One aspect of the multiple-cause model is that a fully parametric model for the log ratio of the baseline pure hazards needs to be posited. The current default is to parametrise this a piecewise constant function with cut-offs at the 25th, 50th and 75th percentile of the failure time distribution of pure events (with weight=1). Future versions will provide the user control over this. Thus the model fit provides regression coefficient estimates for the models relating to the disease of interest and other diseases (as log-hazard ratios) and also estimates of the piecewise constant estimated log ratio of the baseline hazards. These results are extracted as follows:
fitMCOD[["Multiple-cause"]]
#> $`Disease of interest`
#> Coef SE CIlow CIupp pvalue
#> X1 -2.60311 0.2899448 -3.171402 -2.034819 0
#>
#> $`Other diseases`
#> Coef SE CIlow CIupp pvalue
#> Z1 0.01206181 0.04419341 -0.07455727 0.09868089 0.7849052
#>
#> $`Piecewise constant log ratio of the baseline pure hazards`
#> Coef SE CIlow CIupp pvalue
#> xi.0 -0.8786035 0.1561839 -1.1847238 -0.5724831 1.850315e-08
#> xi.4.22 -0.7769194 0.1706753 -1.1114431 -0.4423957 5.313067e-06
#> xi.5.72 -0.5855525 0.1597737 -0.8987089 -0.2723960 2.474481e-04
#> xi.7.57 -0.8500949 0.1609934 -1.1656421 -0.5345478 1.289671e-07
The results from the single-cause analysis can also be extracted from the object, as follows:
fitMCOD[["Single-cause"]]
#> $`Disease of interest`
#> Coef SE CIupp CIlow pvalue
#> X1 -1.358253 0.1234843 -1.600278 -1.116229 0
#>
#> $`Other diseases`
#> Coef SE CIupp CIlow pvalue
#> Z1 -0.03109009 0.04252078 -0.1144293 0.05224911 0.4646729
The convergence of the multiple-cause analysis should be checked using (use ?check.survMCOD
for more details):
check.survMCOD(fitMCOD)
Healthy convergence is seen by curves showing variation in estimates across the first three points, followed by a stabilisation of the curve around the final estimate.

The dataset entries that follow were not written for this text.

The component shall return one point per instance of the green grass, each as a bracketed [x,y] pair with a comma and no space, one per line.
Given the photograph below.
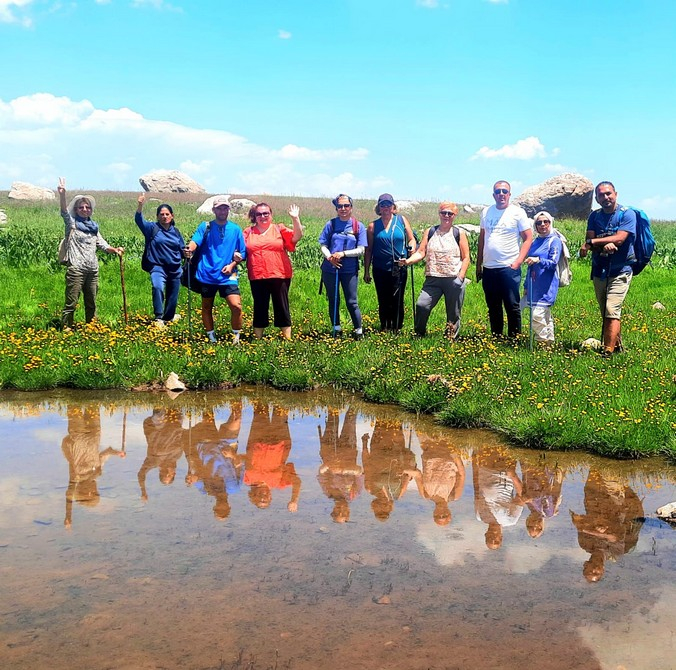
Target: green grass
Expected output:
[563,398]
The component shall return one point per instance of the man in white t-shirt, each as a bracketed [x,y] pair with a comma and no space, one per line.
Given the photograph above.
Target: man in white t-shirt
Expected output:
[505,238]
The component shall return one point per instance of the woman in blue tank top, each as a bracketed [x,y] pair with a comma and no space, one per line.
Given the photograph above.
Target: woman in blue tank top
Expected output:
[390,239]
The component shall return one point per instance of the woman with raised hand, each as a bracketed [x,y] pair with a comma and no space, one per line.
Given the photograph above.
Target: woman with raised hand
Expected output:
[541,285]
[162,259]
[269,267]
[447,251]
[389,239]
[82,239]
[342,241]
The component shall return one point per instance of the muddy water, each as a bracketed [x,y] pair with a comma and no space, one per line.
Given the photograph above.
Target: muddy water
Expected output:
[257,530]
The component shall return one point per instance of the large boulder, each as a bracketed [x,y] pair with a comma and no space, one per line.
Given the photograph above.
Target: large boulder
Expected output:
[24,191]
[569,195]
[169,181]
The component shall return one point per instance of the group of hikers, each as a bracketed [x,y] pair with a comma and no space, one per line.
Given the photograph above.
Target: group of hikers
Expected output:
[388,246]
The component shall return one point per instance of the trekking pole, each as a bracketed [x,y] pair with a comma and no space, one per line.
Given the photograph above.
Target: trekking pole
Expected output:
[335,307]
[413,293]
[530,305]
[124,291]
[189,302]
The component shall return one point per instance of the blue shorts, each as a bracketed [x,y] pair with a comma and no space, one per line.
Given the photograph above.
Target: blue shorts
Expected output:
[224,290]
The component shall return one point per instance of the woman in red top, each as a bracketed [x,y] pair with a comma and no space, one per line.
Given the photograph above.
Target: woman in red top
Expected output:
[269,266]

Future versions will define a proper class of for objects created by survMCOD
and summary and other such methods.
If you find any bugs, please report them via email to Margarita Moreno-Betancur.
-
Moreno-Betancur M, Sadaoui H, Piffaretti C, Rey G. Survival analysis with multiple causes of death: Extending the competing risks model. Epidemiology 2017; 28(1): 12-19.
-
Piffaretti C, Moreno-Betancur M, Lamarche-Vadel A, Rey G. Quantifying cause-related mortality by weighting multiple causes of death. Bulletin of the World Health Organization 2016; 94:870-879B.
-
Rey G, Piffaretti C, Rondet C, Lamarche-Vadel A, Moreno-Betancur M. Analyse de la mortalite par cause : ponderation des causes multiples. Bulletin Epidemiologique Hebdomadaire, 2017; (1): 13-9.